Les marques d’une présence fantomatique se répètent pourtant, de façons variées. Quand la jeune femme s’intéresse à des séances de spiritisme et visionne un film sur YouTube, on observe les éclats de lumière de sa robe de diamants se refléter sur l’écran, et l’on aimerait y déceler un nouveau signe de Lewis pour tenter de joindre sa sœur. Comme dans la scène du diner de Mulholland Drive (David Lynch, 2001), une caméra qui flotte soudainement autour de deux personnages, et c’est déjà la présence d’un être invisible dans l’espace. Ici, Assayas le fait exactement quand Maureen dit à sa belle-sœur avoir perçu le retour de son jumeau. Plus tard, les peintures abstraites de Hilma af Klint sur lesquelles se renseigne l’héroïne, censées avoir été guidés à l’artiste par des esprits, semblent ressurgir ça et là comme pour lui indiquer qu’elle est sur la bonne voie : on les retrouve peu ou proue sur le sweat shirt de la star Kyra, ou encore sur les murs des couloirs d’un hôtel où une large part de l’intrigue attend sa résolution.
Un contact est possible.
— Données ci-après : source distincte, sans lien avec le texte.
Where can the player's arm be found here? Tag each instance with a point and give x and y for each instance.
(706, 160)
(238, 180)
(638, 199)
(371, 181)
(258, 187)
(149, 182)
Les signes que le signe que Maureen attend de son jumeau est possible. Mais plus on le cherche, plus on s’isole. «N’y a-t-il que moi ?» demande-t-elle tremblante lors d’une scène-clé du film. Un isolement éternel.
Maureen joue avec le feu, joue à se faire peur. Cet isolement qui pourra l’étreindre à jamais, elle le provoque. Quand elle discute par sms interposés avec ce qui pourrait être un simple stalker ou bien un esprit, elle bascule régulièrement en mode «avion», simulant sa propre disparition. Pour Olivier Assayas, de même que lorsqu’il filme l’improbable lévitation d’un verre qui soudain se brise avec fracas, son but est aussi de générer une forme de rétention. Rétention puis déchargement, comme quand Maureen supprime ce mode «avion» et voit les prises de contact de son mystérieux interlocuteur se déverser en différé et accéléré, pour un sommet d’angoisse. A cet instant, on la pense maîtresse de son destin, elle aurait encore la possibilité de réintégrer le monde, après s’en être éloignée sciemment. Personal Shopper devient bouleversant lorsque l’on devine que Maureen n’aura pas toujours cette capacité, que d’ici peu elle se sera éloignée trop longuement du monde des vivants pour espérer le retrouver un jour.
PERSONAL SHOPPER (France, 2016), un film de Olivier Assays, avec Kristen Stewart, Sigrid Bouaziz, Lars Eidinger. Durée : 1h45. Sortie en France le 14 décembre 2016.